A target cell is any cell in the body that can receive and respond to a specific chemical signal, such as a hormone, neurotransmitter, or immune molecule. What makes a cell a “target” is the presence of the right receptor, a protein that recognizes and binds to that particular signal. Cells without the matching receptor simply ignore the message. The term also has a separate meaning in blood testing, where “target cells” refer to abnormally shaped red blood cells that look like a bullseye under the microscope.
How Target Cells Work in the Body
Your endocrine system releases hormones into the bloodstream, where they travel throughout the entire body. But only certain cells respond to each hormone, because only those cells carry the specific receptor that fits that hormone like a key in a lock. When a hormone reaches a cell that has the right receptor, it binds and triggers a chain of internal events called signal transduction. That chain ultimately changes the cell’s behavior, whether that means producing a protein, dividing, releasing a substance, or altering its metabolism.
Receptors come in two basic types depending on the chemical signal involved. Water-soluble signals (like most protein hormones) can’t pass through a cell’s outer membrane, so they bind to receptors on the cell surface. Fat-soluble signals (like steroid hormones and thyroid hormones) can slip through the membrane and bind to receptors inside the cell, often directly in the nucleus where they influence gene activity.
Insulin and Glucose: A Classic Example
One of the clearest examples of target cell biology is how insulin works. After you eat, your blood sugar rises, and the pancreas releases insulin into the bloodstream. Insulin reaches every tissue, but its primary target cells are in skeletal muscle and fat tissue, because those cells carry insulin receptors on their surface.
When insulin binds to these target cells, it triggers a very specific response: glucose transporter proteins stored inside the cell move to the cell surface, creating openings that let glucose flow in from the blood. In unstimulated cells, these transporters stay locked away in internal storage compartments. Only when insulin arrives does the cell shuttle them to the membrane. This is why insulin resistance, where target cells stop responding properly to insulin, leads to elevated blood sugar and eventually type 2 diabetes.
Target Cells in the Immune System
The immune system uses a different version of “target cell.” Here, it refers to cells that immune cells identify for destruction, typically because they’re infected by a virus or have become cancerous. Cytotoxic T cells, a type of white blood cell, patrol the body looking for these targets. Every cell in your body displays small fragments of its internal proteins on its surface using molecules called MHC Class I. When a cell is infected, it displays fragments of the invader’s proteins, essentially waving a flag. The T cell’s CD8 receptor recognizes these abnormal fragments and activates the T cell to kill the compromised cell before the infection spreads.
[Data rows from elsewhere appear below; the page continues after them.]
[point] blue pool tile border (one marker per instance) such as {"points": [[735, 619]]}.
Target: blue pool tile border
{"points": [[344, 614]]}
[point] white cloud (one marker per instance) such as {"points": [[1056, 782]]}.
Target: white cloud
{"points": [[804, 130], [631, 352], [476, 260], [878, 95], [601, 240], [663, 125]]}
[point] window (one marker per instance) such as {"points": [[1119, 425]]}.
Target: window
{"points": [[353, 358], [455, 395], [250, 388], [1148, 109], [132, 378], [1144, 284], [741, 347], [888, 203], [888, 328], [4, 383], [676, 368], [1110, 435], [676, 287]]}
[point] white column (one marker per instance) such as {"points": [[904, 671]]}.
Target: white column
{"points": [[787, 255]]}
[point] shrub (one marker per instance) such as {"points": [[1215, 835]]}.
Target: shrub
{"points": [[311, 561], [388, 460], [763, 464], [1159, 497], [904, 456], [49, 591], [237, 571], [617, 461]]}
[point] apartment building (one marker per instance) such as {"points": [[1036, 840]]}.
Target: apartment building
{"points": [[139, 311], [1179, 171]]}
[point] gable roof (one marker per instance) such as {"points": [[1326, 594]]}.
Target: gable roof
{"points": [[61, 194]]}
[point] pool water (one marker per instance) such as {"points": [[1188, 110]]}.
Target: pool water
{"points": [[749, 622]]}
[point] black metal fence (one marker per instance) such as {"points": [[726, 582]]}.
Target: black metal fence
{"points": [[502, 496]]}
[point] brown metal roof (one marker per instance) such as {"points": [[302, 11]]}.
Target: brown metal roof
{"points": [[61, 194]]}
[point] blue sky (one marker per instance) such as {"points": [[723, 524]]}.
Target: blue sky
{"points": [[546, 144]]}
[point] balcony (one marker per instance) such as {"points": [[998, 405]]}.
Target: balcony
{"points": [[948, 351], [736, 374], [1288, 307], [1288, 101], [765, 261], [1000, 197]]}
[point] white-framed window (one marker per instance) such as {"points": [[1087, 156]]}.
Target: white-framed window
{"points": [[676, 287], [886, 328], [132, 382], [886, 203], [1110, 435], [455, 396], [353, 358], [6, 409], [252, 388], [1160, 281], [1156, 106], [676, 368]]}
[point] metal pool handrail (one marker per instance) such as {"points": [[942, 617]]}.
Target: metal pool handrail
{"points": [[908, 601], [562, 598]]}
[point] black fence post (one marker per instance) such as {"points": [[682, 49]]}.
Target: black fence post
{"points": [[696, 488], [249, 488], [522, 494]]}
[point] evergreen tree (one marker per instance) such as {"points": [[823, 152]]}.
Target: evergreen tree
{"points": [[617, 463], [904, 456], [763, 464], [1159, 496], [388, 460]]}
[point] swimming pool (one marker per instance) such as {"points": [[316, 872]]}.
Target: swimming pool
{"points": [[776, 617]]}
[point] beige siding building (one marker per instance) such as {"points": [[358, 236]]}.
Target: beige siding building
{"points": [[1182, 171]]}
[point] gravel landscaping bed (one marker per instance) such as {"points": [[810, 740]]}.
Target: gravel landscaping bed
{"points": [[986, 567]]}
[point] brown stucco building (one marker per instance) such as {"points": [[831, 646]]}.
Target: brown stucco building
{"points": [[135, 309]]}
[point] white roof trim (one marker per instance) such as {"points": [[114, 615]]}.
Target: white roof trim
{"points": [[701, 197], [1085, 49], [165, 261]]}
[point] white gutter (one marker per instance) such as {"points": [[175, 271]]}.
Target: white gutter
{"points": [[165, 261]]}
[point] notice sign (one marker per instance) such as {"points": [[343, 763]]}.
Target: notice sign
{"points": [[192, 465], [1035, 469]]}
How Cells Adjust Their Sensitivity
Target cells aren’t static receivers. They actively regulate how sensitive they are to incoming signals by adjusting the number of receptors on their surface. When a cell is exposed to high levels of a particular hormone for a prolonged period, it can pull receptors off its surface through a process called downregulation. The hormone-receptor pairs get absorbed into the cell, reducing the number of available receptors and making the cell less responsive. This is one reason why chronically elevated hormone levels can gradually lose their effect.
This adjustment serves a purpose. By reducing receptor numbers, cells can process signals faster and respond to a wider range of signal frequencies, though the tradeoff is a weaker overall response. Think of it as the cell turning down its volume dial to avoid being overwhelmed. The reverse process, upregulation, happens when signal levels drop and the cell increases its receptor count to become more sensitive.
Target Cells on a Blood Smear
In hematology, “target cell” means something entirely different. Also called codocytes, these are red blood cells with too much membrane relative to their internal volume. Under a microscope, they look like a shooting target or bullseye: a dark center, a pale ring, and then a dark outer rim. Normal red blood cells appear as uniform discs with a slight central pallor.
Target cells show up on a blood smear in several conditions:
- Thalassemia: a group of inherited disorders where the body makes abnormal hemoglobin
- Hemoglobin C, D, or E disease: other inherited hemoglobin variants
- Obstructive jaundice: when bile flow from the liver is blocked, altering the lipid composition of red blood cell membranes
- Asplenia: absence of a functioning spleen, either from surgical removal or disease
- LCAT deficiency: a rare inherited condition affecting cholesterol processing
Target cells can also appear as a lab artifact when blood smear slides dry too quickly, so their presence alone doesn’t always indicate disease. A doctor seeing target cells on a blood test would typically look at the full clinical picture and other lab values before drawing conclusions.
Why the Distinction Matters
If you encountered the term “target cell” in a biology class, it almost certainly refers to the receptor-based definition: a cell that responds to a specific signal because it carries the right receptor. If you saw it on a blood test report or in a hematology context, it refers to the abnormally shaped red blood cells. The two meanings are unrelated, sharing only the name. In both cases, though, the concept points to something important about how cells function: they are highly specialized, responding to specific signals in specific ways, and their shape and behavior carry meaningful information about what’s happening inside the body.